Among the adaptive mechanisms described in the CNS following psychostimulant exposure, sensitization (or inverse tolerance) and tolerance involve several molecular and cellular processes that can sometimes mask one another. Sensitization appears early in use, underlying the increasing interest in the drug and facilitating the acquisition of drug self-administration behavior, and constituting a relevant factor in the first encounters with the drug [272]. Thus, the importance of understanding this phenomenon lies in the potential role that sensitization has on the development of addiction, in recidivism after long periods of abstinence, and in the appearance of psychotic states induced by psychostimulants [271,273]. While tolerance appears later with sustained use, it coexists with the process of sensitization, but overlying it. However, during abstinence, tolerance mechanisms tend to disappear, while sensitization persists and emerges as a long-lasting mechanism that may induce relapse [271,274]. Accordingly, opposing forces may coexist in the CNS and predominate one over the other depending on the timing in the cycle of consumption. At the immune level, some anti- and pro-inflammatory conditions have already been described following cocaine exposure, withdrawal and drug re-exposure [64,124], and these may operate like those described for central sensitization and tolerance. Furthermore, several neuro-immune transmitters and/or modulators, such as those described here (e.g., catecholamines and enkephalins) undergo biphasic modulation, and they may induce opposing effects on immunity depending on the circumstances.
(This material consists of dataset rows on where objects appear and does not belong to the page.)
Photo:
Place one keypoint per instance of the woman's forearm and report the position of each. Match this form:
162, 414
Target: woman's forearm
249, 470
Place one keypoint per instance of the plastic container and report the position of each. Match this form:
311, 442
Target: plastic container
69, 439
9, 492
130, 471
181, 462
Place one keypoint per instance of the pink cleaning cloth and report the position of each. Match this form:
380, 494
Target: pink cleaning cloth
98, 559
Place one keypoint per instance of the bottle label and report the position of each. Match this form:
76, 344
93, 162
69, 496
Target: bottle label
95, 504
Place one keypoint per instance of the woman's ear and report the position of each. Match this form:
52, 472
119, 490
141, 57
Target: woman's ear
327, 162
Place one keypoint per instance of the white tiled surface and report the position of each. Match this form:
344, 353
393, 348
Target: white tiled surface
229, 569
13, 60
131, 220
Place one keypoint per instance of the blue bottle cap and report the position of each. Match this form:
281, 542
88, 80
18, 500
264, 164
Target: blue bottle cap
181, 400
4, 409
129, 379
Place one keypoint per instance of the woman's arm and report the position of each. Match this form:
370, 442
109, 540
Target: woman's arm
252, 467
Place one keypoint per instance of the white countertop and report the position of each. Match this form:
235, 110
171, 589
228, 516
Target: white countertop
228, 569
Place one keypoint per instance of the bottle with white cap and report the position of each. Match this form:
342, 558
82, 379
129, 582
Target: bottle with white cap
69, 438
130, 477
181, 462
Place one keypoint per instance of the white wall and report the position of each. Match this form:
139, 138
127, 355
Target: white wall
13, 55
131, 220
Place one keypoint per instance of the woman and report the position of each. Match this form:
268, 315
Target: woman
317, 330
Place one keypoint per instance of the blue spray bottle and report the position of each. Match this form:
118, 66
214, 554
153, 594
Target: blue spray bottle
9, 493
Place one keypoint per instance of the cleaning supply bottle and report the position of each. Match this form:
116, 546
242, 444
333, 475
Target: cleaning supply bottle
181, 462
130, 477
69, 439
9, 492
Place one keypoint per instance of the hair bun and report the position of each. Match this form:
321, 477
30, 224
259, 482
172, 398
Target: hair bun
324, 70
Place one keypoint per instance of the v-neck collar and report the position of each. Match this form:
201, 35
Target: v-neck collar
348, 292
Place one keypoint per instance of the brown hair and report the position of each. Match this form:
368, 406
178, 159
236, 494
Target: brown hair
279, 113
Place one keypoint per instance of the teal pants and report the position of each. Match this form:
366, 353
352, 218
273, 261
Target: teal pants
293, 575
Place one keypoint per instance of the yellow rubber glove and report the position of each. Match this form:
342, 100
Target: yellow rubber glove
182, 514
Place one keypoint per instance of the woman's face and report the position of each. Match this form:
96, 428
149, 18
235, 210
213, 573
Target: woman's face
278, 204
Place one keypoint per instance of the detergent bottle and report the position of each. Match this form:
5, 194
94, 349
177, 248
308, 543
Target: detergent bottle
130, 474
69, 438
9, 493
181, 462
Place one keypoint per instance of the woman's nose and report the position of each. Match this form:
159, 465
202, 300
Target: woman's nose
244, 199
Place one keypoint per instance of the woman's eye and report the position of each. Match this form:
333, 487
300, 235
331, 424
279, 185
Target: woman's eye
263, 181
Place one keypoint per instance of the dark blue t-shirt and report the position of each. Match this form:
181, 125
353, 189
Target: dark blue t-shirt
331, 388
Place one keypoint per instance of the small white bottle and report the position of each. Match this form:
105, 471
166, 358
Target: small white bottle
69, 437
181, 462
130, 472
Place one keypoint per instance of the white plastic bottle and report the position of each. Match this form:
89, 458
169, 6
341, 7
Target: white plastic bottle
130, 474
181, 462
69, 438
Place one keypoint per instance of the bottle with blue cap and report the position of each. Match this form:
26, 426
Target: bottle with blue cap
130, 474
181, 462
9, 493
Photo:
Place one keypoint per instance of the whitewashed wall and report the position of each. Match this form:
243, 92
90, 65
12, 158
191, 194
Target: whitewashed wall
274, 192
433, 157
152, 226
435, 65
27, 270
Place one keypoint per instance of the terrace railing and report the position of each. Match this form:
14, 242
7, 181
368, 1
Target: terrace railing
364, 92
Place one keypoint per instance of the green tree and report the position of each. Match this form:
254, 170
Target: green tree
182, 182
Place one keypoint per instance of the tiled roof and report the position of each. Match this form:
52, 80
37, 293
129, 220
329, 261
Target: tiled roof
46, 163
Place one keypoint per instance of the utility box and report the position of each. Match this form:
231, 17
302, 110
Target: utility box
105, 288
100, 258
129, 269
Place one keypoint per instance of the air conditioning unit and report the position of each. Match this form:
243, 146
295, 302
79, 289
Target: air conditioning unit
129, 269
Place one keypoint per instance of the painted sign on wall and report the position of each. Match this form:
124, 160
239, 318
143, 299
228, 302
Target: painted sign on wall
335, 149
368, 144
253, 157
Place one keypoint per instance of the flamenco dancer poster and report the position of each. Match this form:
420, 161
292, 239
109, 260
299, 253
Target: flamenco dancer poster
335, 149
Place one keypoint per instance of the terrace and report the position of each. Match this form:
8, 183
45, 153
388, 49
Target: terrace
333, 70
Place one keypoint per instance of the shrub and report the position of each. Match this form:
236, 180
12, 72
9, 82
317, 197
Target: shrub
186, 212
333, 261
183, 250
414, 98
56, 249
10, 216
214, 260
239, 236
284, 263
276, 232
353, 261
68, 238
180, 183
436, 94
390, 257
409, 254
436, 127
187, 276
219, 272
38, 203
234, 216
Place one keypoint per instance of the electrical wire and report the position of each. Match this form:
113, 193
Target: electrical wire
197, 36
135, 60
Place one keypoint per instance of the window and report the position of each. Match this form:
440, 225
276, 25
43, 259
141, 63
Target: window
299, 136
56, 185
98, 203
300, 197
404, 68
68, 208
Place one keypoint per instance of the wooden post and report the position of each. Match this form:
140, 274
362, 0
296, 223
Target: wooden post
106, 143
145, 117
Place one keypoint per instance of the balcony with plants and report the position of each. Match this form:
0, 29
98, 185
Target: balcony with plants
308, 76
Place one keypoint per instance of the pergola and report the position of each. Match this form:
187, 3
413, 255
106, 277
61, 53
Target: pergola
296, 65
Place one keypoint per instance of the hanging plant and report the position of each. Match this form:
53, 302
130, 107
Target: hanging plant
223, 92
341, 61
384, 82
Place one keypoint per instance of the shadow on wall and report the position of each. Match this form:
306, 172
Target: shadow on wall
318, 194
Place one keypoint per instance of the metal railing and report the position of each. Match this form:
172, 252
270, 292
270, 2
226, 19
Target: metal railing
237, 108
The immunocompetent state of an individual that uses psychostimulants may display a wide range of possibilities in terms of the pattern of consumption (from sporadic and intermittent use, to bingeing or chronic and sustained consumption), and with the possible simultaneous use of other drugs that could also affect immunity. Initial contact with HIV can arise at any time during this cycle, with immune scenarios that may influence how this incipient hit is coped with. Since HIV usually comes to stay and it persists beyond the initial response, the virus will be confronted with a dysregulated immune system that is subjected to the fluctuations imposed by subsequent drug re-exposure. In addition, psychostimulants could help HIV more easily infect host cells by directly upregulating its co-receptors CCR5 and CXCR4.

Without being able to ignore the current world situation, it is important to highlight that the breeding ground generated in an organism exposed to psychostimulants and HIV could constitute a “double jeopardy” for the coronavirus pandemic, as described recently [275]. This dual threat for people living with HIV that use drugs has multiple facets, ranging from immune dysfunction that might facilitate SARS-CoV-2 infection, to the chronic and uncontrollable stress implicitly associated with the pandemic that exacerbates psychiatric disorders and the use of drugs of abuse, as well as the danger to those who may be detoxifying to enter relapse. It is therefore of enormous relevance to unravel the effects psychostimulants have on peripheral immunity, which may involve neuro-immune mechanisms triggered simultaneously in the CNS and immune system, and that could provide us with a more global understanding of the harmful marriage between drugs and HIV.